I should add, as you know, Northern Piper, that the Torrens system has an idemnify fund, funded by filing fees. I didn’t mean to say that a title company will idemnify you but that Torrens won’t. I meant to say that the title company will first try to defend your title. The terms of the policy require that. The Torrens system will not defend your title in court. And if there are not enough funds in the Torrens system to idemnify you, you are out of luck.

I just happened to check the Illinois statutes recently. I have not lived in Illinois since 1985. The Torrens Act was repealed in 1997: http://codes.lp.findlaw.com/ilstatutes/765/40/3
This “Torrens Repeal Act” provides for the continual filing of adverse interests and that all the Registrars records concerning Torrens be placed of record in the Recorder of Deeds Office.

There was an adverse possession case in the UK I read about perhaps 5 years ago, involving a mansion. A fellow was renting the estate, which was in poor repair, and he kept submitting claims to the landlord for things like leaks, cracks, drafty windows, and whatnot. Well, the landlord apparently didn’t want to put any more money into the place, so he started ducking the tenant, on the phone and in person. The tenant started withholding rent in an attempt to force the issue, but the landlord apparently still didn’t care.

After about 20 years, the tenant filed an adverse possession claim, which the landlord finally tried to block, but the court sided with the tenant. So, I suppose he became the proud owner of a million-dollar home needing a million dollars in repairs. Still, I suppose one can’t complain.

The basis of adverse possession is that the Statute of Limitations bars claims against the adverse possessor after a certain amount of time. So if someone’s on your land and you have reason to know it - which is why it has to be open and notorious - you can file a claim and get them off your land. But if you wait too long, you lose the right to recover.

What is the difference between “adverse possession” and “prescription and acquiescence?” There was a case some years ago in which some Savannah River islands were apparently part of Georgia, but were awarded to South Carolina, and I recall the latter phrase, but it seems there are similarities in the concept.

Changes in water boundaries.

To muddy the waters on this a bit, sometimes the railroad was built on a right-of-way easement instead of land held by title. In theory, when the line is abandoned, the easement is lifted, and the land is supposed to revert to the successor land owners.

This has caused several legal fiascos when Telcoms want to bury optical fiber in the old ROW, or the local governments want a bike trail built.

Did you know that the IC rrld in downtown Chicago was built on land in which it was granted only an easement by the state, not the fee simple? This includes land upon which the Prudential Building was built. A taxpayer some years ago sued Prudential, Chicago Title and Trust, and the IC claiming that the land was granted for rrld purposes and that the IC could not convey the fee simple to Prudential, title to which was insured by CT&T Co.
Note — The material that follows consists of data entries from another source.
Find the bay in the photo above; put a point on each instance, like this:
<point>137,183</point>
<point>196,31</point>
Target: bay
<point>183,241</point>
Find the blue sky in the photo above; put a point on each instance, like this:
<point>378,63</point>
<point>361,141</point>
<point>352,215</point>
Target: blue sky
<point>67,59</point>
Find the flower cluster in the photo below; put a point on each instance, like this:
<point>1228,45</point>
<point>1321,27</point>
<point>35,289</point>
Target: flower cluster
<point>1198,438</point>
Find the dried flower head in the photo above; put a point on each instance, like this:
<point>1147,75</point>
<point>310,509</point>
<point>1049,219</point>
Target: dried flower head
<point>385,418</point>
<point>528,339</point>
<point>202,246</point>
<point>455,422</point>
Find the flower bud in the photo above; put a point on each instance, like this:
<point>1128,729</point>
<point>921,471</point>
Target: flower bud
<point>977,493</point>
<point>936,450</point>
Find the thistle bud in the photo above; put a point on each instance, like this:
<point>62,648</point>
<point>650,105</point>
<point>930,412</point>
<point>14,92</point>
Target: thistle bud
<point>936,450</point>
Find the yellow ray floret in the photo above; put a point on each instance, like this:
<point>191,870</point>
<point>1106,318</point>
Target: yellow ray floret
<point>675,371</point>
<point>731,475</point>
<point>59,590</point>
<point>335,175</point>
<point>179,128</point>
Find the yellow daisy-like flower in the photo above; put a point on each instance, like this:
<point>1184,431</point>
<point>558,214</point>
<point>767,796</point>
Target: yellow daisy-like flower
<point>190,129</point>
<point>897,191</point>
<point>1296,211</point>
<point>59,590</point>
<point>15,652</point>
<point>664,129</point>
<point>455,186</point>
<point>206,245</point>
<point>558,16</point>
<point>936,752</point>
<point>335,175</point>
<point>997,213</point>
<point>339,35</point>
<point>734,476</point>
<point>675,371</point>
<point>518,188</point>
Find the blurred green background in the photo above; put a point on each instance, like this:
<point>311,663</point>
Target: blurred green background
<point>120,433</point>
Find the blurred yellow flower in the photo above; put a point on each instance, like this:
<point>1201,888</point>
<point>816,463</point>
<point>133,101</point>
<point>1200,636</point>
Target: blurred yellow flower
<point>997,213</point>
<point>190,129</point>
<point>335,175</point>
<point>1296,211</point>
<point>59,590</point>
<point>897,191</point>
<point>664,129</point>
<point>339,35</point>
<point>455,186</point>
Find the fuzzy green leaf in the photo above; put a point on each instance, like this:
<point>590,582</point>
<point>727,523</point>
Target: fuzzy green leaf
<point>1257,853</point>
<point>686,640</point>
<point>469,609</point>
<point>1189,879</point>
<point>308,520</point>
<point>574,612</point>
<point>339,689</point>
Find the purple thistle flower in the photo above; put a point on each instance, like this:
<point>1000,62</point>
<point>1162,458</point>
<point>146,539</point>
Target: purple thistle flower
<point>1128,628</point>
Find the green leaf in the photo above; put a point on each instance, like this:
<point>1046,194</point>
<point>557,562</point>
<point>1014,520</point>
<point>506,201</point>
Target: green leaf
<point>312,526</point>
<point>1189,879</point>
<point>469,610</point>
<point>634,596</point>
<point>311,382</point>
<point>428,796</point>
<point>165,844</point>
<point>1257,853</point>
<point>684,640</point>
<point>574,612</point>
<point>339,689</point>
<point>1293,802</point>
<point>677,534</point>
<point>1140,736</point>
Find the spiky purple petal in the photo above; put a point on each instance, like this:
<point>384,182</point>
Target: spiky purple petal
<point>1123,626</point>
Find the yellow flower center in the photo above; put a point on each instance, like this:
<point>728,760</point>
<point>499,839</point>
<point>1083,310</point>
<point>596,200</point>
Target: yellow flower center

In a landmark decision (I don’t have the cite), the Illinois SC held estoppel against the state, citing numerous actions by both the state and the city indicating it acknowledged the fee in the IC.

The track in question is of the old Boston and Worcester railway, which last ran in 1956.
Oddly enough, this route includes abridge over nearby Rt 128-and the bridge is impeccably maintained-for some reason.

That’s one of many. There was also a branch line in northern Indiana abandoned by Penn Central, that Elkhart County wanted to build a bike path on. The path was eventually built, but the eminent domain card had to be played to get it done.

The Monon trail in Indianapolis and Carmel was another, but I don’t think that went as far as eminent domain. Several landowners in Broad Ripple bitched loud and long, however.